Given these rather discouraging results, we reached out via email to lead author Jani H. Ruotsalainen, MSc, managing editor of the Cochrane Occupational Safety and Health Review Group at the Finnish Institute of Occupational Health in Kuopio.
HEH: Do you have any opinion on why the data do not show a greater benefit to cognitive-behavioral training (CBT) as well as mental and physical relaxation to reduce stress?
Ruotsalainen: “Given the nature of systematic reviews in trying to overcome the problems of individual studies and trying to extract an overall ‘truth’ regarding the magnitude of effect for a particular intervention, such as how much on average does CBT reduce stress, it would be going beyond the data to conjecture how and why the effect size is what it is. Of course we can make educated guesses based on obvious shortcomings in the included studies, such as problems in keeping intervention and control groups truly separate and following up people for long periods of time after the intervention. But unfortunately this type of research is not the best way to answer any questions beginning with why.”
HEH: Based on your findings, would it be fair to say it is better to have such programs than not?
Ruotsalainen: “Absolutely. We can say without any doubt that healthcare workers’ stress can be reduced with CBT and relaxation programs. However, to say if they would help in any given particular context, one would first need to know the current situation, i.e. magnitude/prevalence of the stress/burnout problem. If, for example, a particular hospital/care facility had tackled the issue with vigour and had already achieved significant results over time then it would be silly to expect much further improvement.”
HEH: Would the moderate benefits reported be worth the resources needed for such programs — in other words, would they be cost-effective?
Ruotsalainen: “Generally speaking, I would be willing to bet that CBT and relaxation interventions would not be very expensive to set up and therefore even a modest improvement would mean a healthy cost/benefit ratio. Sadly very few stress management intervention studies address cost-effectiveness directly so anything I state on this is conjecture and not based on the review.”
HEH: You and co-authors conclude that shorter vs. longer working schedules can also reduce stress — can you elaborate on that point in terms of what changes have shown effective in stress reduction?

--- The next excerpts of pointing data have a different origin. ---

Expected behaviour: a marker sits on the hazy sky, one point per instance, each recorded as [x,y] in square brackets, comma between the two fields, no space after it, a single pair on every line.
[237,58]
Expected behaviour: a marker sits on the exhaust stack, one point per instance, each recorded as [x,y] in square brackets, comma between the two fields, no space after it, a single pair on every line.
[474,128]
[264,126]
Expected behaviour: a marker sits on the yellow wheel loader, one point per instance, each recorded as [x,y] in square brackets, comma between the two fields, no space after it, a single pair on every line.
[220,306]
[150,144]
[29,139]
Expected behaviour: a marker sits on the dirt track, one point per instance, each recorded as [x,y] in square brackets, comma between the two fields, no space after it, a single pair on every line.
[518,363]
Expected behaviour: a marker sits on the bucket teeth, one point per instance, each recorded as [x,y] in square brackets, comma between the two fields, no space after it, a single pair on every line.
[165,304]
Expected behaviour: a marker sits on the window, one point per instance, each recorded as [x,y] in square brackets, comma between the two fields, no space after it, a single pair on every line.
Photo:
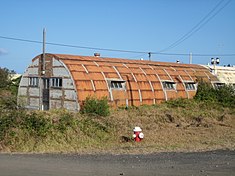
[117,84]
[169,85]
[56,82]
[218,85]
[190,86]
[33,81]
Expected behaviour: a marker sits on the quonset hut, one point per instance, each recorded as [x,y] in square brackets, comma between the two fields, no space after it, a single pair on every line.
[64,81]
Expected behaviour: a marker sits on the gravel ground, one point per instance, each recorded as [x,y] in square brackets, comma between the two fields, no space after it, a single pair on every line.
[220,162]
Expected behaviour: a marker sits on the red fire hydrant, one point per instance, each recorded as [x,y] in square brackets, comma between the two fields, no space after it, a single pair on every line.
[138,135]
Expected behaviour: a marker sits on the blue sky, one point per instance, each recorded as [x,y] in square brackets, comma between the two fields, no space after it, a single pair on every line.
[135,25]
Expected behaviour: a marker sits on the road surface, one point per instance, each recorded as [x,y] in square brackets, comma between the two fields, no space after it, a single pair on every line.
[214,163]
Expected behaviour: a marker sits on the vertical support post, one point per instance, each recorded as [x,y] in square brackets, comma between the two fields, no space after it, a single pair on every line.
[149,56]
[43,50]
[190,58]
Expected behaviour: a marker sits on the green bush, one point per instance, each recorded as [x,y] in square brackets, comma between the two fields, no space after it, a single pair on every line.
[96,106]
[36,124]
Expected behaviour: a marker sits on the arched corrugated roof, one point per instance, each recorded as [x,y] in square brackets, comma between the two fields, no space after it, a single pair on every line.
[144,80]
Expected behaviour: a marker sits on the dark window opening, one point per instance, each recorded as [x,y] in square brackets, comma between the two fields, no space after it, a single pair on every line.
[56,82]
[117,84]
[168,85]
[219,85]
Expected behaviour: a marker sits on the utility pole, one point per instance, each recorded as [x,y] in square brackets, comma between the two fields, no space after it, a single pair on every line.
[149,56]
[190,58]
[43,68]
[43,51]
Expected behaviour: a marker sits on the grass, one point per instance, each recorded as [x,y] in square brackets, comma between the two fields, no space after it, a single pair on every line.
[171,126]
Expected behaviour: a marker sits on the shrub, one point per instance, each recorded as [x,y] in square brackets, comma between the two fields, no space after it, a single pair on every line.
[96,106]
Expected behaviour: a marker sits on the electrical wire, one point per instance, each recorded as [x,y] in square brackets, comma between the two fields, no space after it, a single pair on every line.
[199,25]
[111,50]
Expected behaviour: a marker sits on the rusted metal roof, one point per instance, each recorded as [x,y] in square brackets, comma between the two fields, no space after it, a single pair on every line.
[146,81]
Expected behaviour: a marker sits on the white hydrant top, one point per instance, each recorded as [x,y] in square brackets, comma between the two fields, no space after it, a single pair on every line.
[137,129]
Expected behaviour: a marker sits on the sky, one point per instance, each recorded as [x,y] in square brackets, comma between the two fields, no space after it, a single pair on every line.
[141,26]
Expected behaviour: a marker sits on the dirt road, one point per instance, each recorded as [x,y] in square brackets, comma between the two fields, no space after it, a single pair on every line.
[200,163]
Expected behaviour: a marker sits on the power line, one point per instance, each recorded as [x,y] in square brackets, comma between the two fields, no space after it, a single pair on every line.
[111,50]
[198,26]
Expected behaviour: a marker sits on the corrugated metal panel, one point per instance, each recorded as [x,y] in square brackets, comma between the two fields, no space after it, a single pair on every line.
[143,78]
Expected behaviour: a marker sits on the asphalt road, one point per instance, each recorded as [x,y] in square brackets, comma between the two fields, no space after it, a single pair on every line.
[200,163]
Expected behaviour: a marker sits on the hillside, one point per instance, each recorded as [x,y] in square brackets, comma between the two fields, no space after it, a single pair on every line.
[180,125]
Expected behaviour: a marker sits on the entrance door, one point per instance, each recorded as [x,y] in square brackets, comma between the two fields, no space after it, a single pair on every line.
[45,94]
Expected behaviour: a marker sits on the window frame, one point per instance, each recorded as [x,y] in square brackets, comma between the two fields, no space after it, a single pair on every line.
[117,84]
[56,82]
[190,86]
[218,85]
[169,85]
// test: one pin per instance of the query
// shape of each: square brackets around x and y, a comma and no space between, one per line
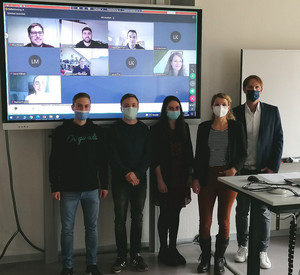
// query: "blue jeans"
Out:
[123,194]
[90,206]
[241,220]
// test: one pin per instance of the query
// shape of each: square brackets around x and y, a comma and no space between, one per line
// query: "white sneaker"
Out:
[264,260]
[241,254]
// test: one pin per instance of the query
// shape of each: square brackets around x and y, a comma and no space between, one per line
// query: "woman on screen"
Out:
[175,65]
[220,151]
[38,93]
[172,170]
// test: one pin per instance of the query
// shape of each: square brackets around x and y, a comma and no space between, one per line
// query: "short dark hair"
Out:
[80,95]
[247,80]
[132,31]
[180,127]
[86,29]
[128,95]
[34,25]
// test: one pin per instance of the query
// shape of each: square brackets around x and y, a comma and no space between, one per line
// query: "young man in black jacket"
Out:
[77,161]
[130,158]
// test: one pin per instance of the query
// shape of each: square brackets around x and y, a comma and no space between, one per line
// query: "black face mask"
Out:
[252,95]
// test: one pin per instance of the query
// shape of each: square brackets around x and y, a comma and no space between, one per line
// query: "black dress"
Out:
[175,157]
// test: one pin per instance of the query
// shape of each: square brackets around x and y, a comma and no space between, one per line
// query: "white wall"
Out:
[228,26]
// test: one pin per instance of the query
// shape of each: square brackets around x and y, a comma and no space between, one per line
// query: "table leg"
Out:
[253,266]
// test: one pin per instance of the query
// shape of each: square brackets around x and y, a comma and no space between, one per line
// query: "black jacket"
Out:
[236,150]
[270,138]
[78,158]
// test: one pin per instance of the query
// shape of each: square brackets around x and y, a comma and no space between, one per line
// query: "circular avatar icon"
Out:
[35,61]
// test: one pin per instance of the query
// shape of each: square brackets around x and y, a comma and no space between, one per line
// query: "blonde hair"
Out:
[229,115]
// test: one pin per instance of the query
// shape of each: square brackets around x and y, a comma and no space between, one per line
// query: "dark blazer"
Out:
[270,138]
[236,150]
[161,155]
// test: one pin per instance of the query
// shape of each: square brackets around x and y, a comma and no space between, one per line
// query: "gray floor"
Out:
[277,254]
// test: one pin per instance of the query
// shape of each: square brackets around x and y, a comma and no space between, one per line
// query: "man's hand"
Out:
[56,195]
[196,186]
[103,193]
[132,179]
[162,187]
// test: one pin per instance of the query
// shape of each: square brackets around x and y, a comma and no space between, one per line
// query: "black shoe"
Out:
[138,263]
[204,265]
[119,265]
[178,258]
[219,266]
[92,270]
[67,271]
[163,255]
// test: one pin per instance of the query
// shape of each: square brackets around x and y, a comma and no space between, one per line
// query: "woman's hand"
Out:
[196,186]
[162,187]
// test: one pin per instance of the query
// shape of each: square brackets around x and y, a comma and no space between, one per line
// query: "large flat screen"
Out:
[53,50]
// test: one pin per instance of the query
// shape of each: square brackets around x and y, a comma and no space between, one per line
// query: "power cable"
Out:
[19,229]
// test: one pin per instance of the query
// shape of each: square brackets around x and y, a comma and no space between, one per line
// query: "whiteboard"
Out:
[280,72]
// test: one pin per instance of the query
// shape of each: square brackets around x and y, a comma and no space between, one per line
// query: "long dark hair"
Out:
[180,128]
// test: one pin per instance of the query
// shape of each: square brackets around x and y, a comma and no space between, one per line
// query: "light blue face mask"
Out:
[130,113]
[82,115]
[173,115]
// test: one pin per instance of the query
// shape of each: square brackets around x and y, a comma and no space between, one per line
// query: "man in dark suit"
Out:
[263,129]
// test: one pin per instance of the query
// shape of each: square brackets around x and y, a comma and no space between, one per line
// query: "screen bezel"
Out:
[48,124]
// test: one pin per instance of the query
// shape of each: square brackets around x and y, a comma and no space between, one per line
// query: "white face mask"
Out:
[130,113]
[220,111]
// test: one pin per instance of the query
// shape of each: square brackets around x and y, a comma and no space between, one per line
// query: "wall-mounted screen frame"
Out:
[53,50]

Ruotsalainen: “[One study] in 20113 compared a work schedule with weekend breaks to a continuous schedule among intensive care staff, and another in 20124 compared a two-week with a four-week schedule among resident physicians. We combined the results of the two studies because the interventions had a similar objective and they both measured emotional exhaustion as an outcome, even though it was measured in different ways. The results showed that the shorter schedules reduced stress.”
- The Hiring Site. America’s most stressful jobs: What are they? Feb. 10, 2014: http://cb.com/1gmxuR7
- Ruotsalainen RH, Verbeek JH, Mariné A, et al. Preventing occupational stress in healthcare workers. Cochrane Occupational Safety and Health Group. April 7, 2015 http://bit.ly/1Q9LDpj
- Continuity of care in intensive care units: A cluster-randomized trial of intensivist staffing. Am J Respir Crit Care Med 2011;184(7):803-808.
- Lucas BP, Trick WE, Evans AT. Inpatient Rotations on Unplanned Patient Revisits, Evaluations by Trainees, and Attending Physician Burnout: A Randomized Trial JAMA. 2012;308(21):2199-2207.